Z-A test for CAC40 with intercept
cac40.za.intercept <- ur.za(cac40, model=c("intercept"), lag=1)
summary(cac40.za.intercept)
################################
# Zivot-Andrews Unit Root Test #
################################
Call:
lm(formula = testmat)
Residuals:
Min 1Q Median 3Q Max
-0.125011 -0.005653 0.000424 0.006340 0.092540
Coefficients:
Estimate Std. Error t value Pr(>|t|)
(Intercept) 1.120e-01 2.316e-02 4.838 1.38e-06 ***
y.l1 9.862e-01 2.854e-03 345.580 < 2e-16 ***
trend 3.026e-06 6.676e-07 4.533 6.07e-06 ***
y.dl1 5.378e-03 1.921e-02 0.280 0.78
du -9.395e-03 1.953e-03 -4.811 1.59e-06 ***
---
Signif. codes: 0 ‘***’ 0.001 ‘**’ 0.01 ‘*’ 0.05 ‘.’ 0.1 ‘ ’ 1
Residual standard error: 0.01285 on 2692 degrees of freedom
(2 observations deleted due to missingness)

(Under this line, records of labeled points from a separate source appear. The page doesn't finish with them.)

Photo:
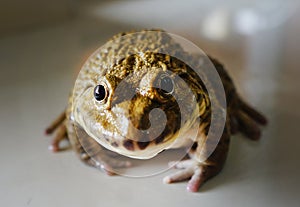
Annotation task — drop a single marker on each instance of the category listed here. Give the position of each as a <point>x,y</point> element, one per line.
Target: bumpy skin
<point>152,49</point>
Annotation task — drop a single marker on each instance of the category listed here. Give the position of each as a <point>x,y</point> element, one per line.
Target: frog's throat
<point>131,148</point>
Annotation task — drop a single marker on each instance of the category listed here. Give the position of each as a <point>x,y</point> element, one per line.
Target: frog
<point>97,118</point>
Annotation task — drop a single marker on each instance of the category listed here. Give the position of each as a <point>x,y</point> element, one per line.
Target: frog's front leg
<point>89,151</point>
<point>199,172</point>
<point>59,127</point>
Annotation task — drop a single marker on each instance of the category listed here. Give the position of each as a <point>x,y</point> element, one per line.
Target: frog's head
<point>139,105</point>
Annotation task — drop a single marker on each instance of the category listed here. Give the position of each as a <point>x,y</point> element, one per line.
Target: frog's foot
<point>59,127</point>
<point>196,172</point>
<point>248,121</point>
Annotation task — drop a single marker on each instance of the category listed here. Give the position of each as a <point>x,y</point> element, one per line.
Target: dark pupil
<point>167,84</point>
<point>99,92</point>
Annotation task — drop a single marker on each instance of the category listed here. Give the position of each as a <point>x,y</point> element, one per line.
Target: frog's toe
<point>189,170</point>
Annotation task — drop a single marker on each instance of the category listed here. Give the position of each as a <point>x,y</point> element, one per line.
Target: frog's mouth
<point>132,128</point>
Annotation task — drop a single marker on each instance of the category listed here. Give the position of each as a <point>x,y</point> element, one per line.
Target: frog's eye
<point>100,92</point>
<point>166,84</point>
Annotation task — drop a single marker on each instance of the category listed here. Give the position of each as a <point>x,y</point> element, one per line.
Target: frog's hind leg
<point>59,127</point>
<point>199,172</point>
<point>248,120</point>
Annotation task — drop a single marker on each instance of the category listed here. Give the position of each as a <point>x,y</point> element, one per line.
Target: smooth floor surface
<point>37,72</point>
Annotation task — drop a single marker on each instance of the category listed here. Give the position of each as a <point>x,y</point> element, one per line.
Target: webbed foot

Multiple R-squared: 0.9947, Adjusted R-squared: 0.9947
F-statistic: 1.272e+05 on 4 and 2692 DF, p-value: < 2.2e-16
Teststatistic: -4.8446
Critical values: 0.01= -5.34 0.05= -4.8 0.1= -4.58
Potential break point at position: 2646
The Zivot-Andrews test suggests that there is break in data at 21/02/2020 .The T-statistics of Z-A test is lower than critical value (in absolute value), REJECTING Null hypothesis of unit root. The data has structure break at 21 February 2020.

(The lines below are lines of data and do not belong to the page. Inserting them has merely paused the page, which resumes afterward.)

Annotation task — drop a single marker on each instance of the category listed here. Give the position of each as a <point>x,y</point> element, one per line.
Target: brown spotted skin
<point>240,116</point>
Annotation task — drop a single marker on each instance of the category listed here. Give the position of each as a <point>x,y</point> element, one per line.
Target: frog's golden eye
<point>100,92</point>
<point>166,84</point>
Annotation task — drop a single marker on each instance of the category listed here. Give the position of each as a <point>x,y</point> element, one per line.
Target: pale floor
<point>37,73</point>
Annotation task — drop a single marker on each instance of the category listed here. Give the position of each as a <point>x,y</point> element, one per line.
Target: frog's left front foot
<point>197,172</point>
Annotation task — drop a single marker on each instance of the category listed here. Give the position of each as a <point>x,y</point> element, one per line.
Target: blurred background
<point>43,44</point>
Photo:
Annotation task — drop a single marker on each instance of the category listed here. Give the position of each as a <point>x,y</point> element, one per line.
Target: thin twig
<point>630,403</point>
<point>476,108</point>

Plot the Unit root test to visualise data
plot(cac40.za.intercept)
Z-A test for CAC40 with trend
cac40.za.trend <- ur.za(cac40, model=c("trend"), lag=1)
summary(cac40.za.trend)
################################
# Zivot-Andrews Unit Root Test #
################################
Call:
lm(formula = testmat)
Residuals:
Min 1Q Median 3Q Max
-0.128957 -0.005632 0.000457 0.006400 0.092623
Coefficients:
Estimate Std. Error t value Pr(>|t|)
(Intercept) 9.904e-02 2.302e-02 4.302 1.75e-05 ***
y.l1 9.878e-01 2.838e-03 348.101 < 2e-16 ***
trend 2.636e-06 6.688e-07 3.941 8.31e-05 ***
y.dl1 8.141e-03 1.924e-02 0.423 0.672291
dt -9.206e-05 2.741e-05 -3.359 0.000794 ***
---
Signif. codes: 0 ‘***’ 0.001 ‘**’ 0.01 ‘*’ 0.05 ‘.’ 0.1 ‘ ’ 1
Residual standard error: 0.01288 on 2692 degrees of freedom
(2 observations deleted due to missingness)

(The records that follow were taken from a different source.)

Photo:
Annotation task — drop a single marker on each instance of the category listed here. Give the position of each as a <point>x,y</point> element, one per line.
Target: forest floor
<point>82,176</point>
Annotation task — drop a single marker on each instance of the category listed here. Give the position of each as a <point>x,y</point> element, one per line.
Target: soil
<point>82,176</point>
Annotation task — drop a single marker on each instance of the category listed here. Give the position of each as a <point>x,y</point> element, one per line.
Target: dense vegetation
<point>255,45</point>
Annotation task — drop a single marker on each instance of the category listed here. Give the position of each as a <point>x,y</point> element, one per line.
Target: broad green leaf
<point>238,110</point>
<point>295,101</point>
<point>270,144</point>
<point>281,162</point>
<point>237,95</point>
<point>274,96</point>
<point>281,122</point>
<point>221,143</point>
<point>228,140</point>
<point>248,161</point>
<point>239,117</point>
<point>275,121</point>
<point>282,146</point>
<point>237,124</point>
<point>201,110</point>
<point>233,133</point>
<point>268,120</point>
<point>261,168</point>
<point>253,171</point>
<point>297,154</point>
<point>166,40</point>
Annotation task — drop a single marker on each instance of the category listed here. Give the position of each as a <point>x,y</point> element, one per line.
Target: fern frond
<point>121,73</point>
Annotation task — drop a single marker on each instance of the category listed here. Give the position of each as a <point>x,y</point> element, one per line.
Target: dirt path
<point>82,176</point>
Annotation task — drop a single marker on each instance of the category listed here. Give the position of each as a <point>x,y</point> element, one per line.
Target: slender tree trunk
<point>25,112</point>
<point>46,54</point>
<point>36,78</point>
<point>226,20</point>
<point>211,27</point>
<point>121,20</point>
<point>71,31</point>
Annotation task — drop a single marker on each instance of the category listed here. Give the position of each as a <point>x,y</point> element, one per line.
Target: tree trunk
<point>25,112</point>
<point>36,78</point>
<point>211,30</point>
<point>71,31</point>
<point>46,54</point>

Multiple R-squared: 0.9947, Adjusted R-squared: 0.9947
F-statistic: 1.266e+05 on 4 and 2692 DF, p-value: < 2.2e-16
Teststatistic: -4.3054
Critical values: 0.01= -4.93 0.05= -4.42 0.1= -4.11
Potential break point at position: 2606
The Zivot-Andrews test suggests that there is break in data trend at observation number 2606.The T-statistics of Z-A test is lower than critical value (in absolute value), REJECTING Null hypothesis of unit root. The data has structure break at 27 December 2019.
Plot the Unit root test to visualise data
plot(cac40.za.trend)
References
- Zivot, E. and Andrews, Donald W.K. (1992), Further Evidence on the Great Crash, the Oil-Price Shock, and the Unit-Root Hypothesis, Journal of Business \& Economic Statistics, 10(3), 251–270.